Davis and her Colleagues at HAART always stress that HIV does not discriminate against whom it infects and that even if you are not infected, this virus still impacts your life.
“You don’t have to be infected to be affected by the HIV virus – if you live in Baton Rouge it affects you,” said Davis. “This is all our communities. It’s not just the black folks community, the Latino community, or the gay community, it’s OUR community.”
The Emotional Impact Of Living With HIV/AIDS
Whether contracted through unprotected sex, intravenous needles, or by other means learning that you have HIV/AIDS can be a shock, to put it mildly. Often overlooked in the conversation about HIV and AIDS is the impact the disease can have on a patient’s self esteem and mental well-being.
“Many individuals are shocked initially,” said Angela Carter, a mental health counselor for Family Services of Greater Baton Rouge. “That feeling of invincibility is shattered, especially with the young. Patients tend to develop trust issues, especially if someone did not disclose their status to them – they start to not trust anyone. they have trouble developing respectful relationships. In long-term relationships, intimacy is severely impacted.”
“I often see depression and the ‘why me’ attitude – it’s like grief in a way. They grieve for who they were and are nervous about making this transition into a different life. I even see insomnia from people experiencing rumination, which is rethinking something over and over again.I also see anxiety – gosh I see so much.”
As intense of an effect that a positive status can have on your mental well-being, Carter says there are ways of coping and that they work.
“That’s one of my favorite things to work on because I find it to be very helpful to people,” she said. “Making to-do lists is something often taken for granted, but they can really relieve stress when you have a lot going on on top of dealing with HIV. We find ways and strategies to manage – getting HIV does not end your world, it only changes it.”
The Campus Connection
On March 23 Qroma LSU, one of the newest LGBT rights organizations on LSU’s campus, hosted free HIV Testing in the African American Culture Center. Qroma president and junior bio-chem major Megan Gilliam says that even on LSU’s campus, sex and STIs are a touchy subject.

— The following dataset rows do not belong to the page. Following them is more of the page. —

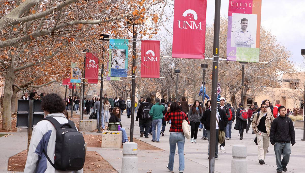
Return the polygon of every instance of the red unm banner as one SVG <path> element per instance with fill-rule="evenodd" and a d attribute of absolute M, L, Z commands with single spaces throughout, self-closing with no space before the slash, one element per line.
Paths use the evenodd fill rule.
<path fill-rule="evenodd" d="M 175 1 L 173 57 L 204 59 L 206 1 Z"/>
<path fill-rule="evenodd" d="M 98 79 L 88 79 L 88 83 L 97 83 Z"/>
<path fill-rule="evenodd" d="M 160 41 L 141 41 L 141 77 L 160 77 Z"/>
<path fill-rule="evenodd" d="M 69 85 L 71 84 L 71 83 L 70 82 L 70 78 L 63 79 L 63 85 Z"/>
<path fill-rule="evenodd" d="M 86 53 L 85 79 L 97 79 L 98 75 L 99 59 L 92 53 Z"/>

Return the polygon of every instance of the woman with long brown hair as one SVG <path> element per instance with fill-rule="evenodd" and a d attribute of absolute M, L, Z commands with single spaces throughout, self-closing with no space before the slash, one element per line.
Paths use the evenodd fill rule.
<path fill-rule="evenodd" d="M 109 118 L 109 123 L 120 123 L 120 118 L 121 113 L 120 112 L 120 109 L 117 107 L 116 107 L 113 108 L 113 110 L 112 110 L 112 112 L 110 113 L 110 118 Z M 122 131 L 122 143 L 128 142 L 128 138 L 126 134 L 126 131 L 125 130 L 125 129 L 121 128 L 120 130 Z"/>
<path fill-rule="evenodd" d="M 191 124 L 191 142 L 197 142 L 196 140 L 197 139 L 198 128 L 200 125 L 200 120 L 203 114 L 202 108 L 199 106 L 199 100 L 195 100 L 188 112 L 188 118 Z"/>

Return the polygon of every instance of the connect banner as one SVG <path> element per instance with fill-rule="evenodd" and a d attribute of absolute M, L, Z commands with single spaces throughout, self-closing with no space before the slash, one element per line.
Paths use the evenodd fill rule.
<path fill-rule="evenodd" d="M 141 77 L 160 77 L 160 41 L 141 41 Z"/>
<path fill-rule="evenodd" d="M 109 39 L 109 61 L 108 80 L 116 80 L 113 77 L 127 77 L 128 57 L 128 40 Z"/>
<path fill-rule="evenodd" d="M 71 83 L 81 83 L 81 64 L 79 63 L 71 63 L 71 76 L 70 81 Z"/>
<path fill-rule="evenodd" d="M 259 61 L 261 0 L 229 0 L 227 60 Z"/>
<path fill-rule="evenodd" d="M 173 57 L 204 59 L 206 0 L 175 1 Z"/>
<path fill-rule="evenodd" d="M 91 52 L 86 53 L 85 79 L 97 80 L 99 75 L 99 58 Z"/>

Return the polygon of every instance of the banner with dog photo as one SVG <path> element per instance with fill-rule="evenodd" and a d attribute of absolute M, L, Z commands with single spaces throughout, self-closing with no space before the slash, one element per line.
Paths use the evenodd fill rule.
<path fill-rule="evenodd" d="M 128 41 L 125 39 L 109 39 L 109 61 L 107 80 L 119 80 L 127 77 Z"/>

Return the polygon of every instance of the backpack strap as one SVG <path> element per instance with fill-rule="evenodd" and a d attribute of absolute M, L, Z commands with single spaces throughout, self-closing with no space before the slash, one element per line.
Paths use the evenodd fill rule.
<path fill-rule="evenodd" d="M 41 120 L 41 121 L 42 121 L 43 120 L 47 120 L 50 122 L 52 123 L 52 124 L 54 126 L 56 130 L 60 128 L 62 126 L 63 126 L 63 124 L 59 123 L 57 120 L 55 119 L 52 116 L 48 116 L 48 117 L 46 117 L 45 118 Z"/>

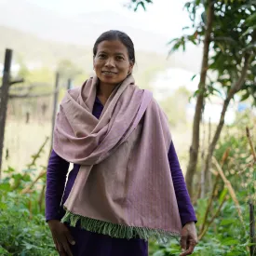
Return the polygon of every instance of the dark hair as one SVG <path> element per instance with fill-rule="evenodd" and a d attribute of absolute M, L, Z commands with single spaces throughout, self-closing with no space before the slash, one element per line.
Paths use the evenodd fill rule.
<path fill-rule="evenodd" d="M 96 40 L 93 47 L 93 58 L 97 54 L 98 46 L 102 41 L 114 41 L 119 40 L 123 45 L 126 46 L 128 52 L 128 59 L 134 64 L 135 63 L 135 52 L 133 42 L 129 38 L 129 36 L 124 32 L 118 30 L 110 30 L 101 34 L 99 38 Z"/>

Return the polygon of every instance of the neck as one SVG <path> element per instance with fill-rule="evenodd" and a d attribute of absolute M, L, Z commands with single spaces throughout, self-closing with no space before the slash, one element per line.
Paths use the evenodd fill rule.
<path fill-rule="evenodd" d="M 117 85 L 110 85 L 100 82 L 98 86 L 97 96 L 101 96 L 101 98 L 107 100 L 116 86 Z"/>

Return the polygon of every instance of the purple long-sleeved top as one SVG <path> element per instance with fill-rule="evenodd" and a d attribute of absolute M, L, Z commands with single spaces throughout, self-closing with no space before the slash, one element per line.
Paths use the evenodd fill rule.
<path fill-rule="evenodd" d="M 94 116 L 99 118 L 102 110 L 103 105 L 98 97 L 96 97 L 92 114 Z M 184 225 L 190 222 L 196 222 L 195 214 L 191 204 L 190 196 L 187 192 L 184 178 L 180 167 L 173 142 L 170 144 L 168 156 L 182 223 Z M 74 164 L 74 168 L 69 173 L 65 186 L 66 175 L 68 173 L 69 166 L 69 162 L 59 156 L 56 152 L 52 150 L 47 172 L 47 221 L 61 220 L 63 217 L 64 210 L 62 205 L 68 198 L 80 168 L 79 165 Z M 124 239 L 112 238 L 105 235 L 94 234 L 86 230 L 81 230 L 78 227 L 69 227 L 69 229 L 76 240 L 75 246 L 73 246 L 74 256 L 90 255 L 86 253 L 92 253 L 92 251 L 94 256 L 125 256 L 123 251 L 124 248 L 127 248 L 127 251 L 129 251 L 130 253 L 127 255 L 147 255 L 147 243 L 139 238 L 133 238 L 131 240 L 125 239 L 124 241 Z M 95 248 L 93 246 L 94 243 L 96 245 L 99 244 L 99 240 L 101 240 L 101 250 L 97 250 L 99 249 L 99 246 L 95 246 Z M 88 241 L 88 243 L 85 241 Z M 90 247 L 93 247 L 94 249 L 91 249 Z M 98 252 L 96 252 L 95 249 Z M 120 249 L 123 251 L 122 253 L 120 253 Z M 106 251 L 109 251 L 109 254 L 107 254 Z"/>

“Like any STI, people treat HIV as a taboo here, though I think it has less to do with us being in the bible belt than it does with sex just not being maturely discussed,” she said. “As a result, people don’t know what to do. What we are setting out to do is open up the discussion and testing to all people.”
Qroma partnered up with HAART to offer mouth swab tests, which take about 10-15 minutes to process. In the meantime, Qroma offered workshops on safe sex open to straight, LGBT, and queer people, which Gilliam says is very important.
“Our main concern with this event is that only LGBT people would come, we really want everyone to come out and get tested,” she said. “It’s very important that people know what’s going on, so this is one of many ways we will be focusing on prevention.”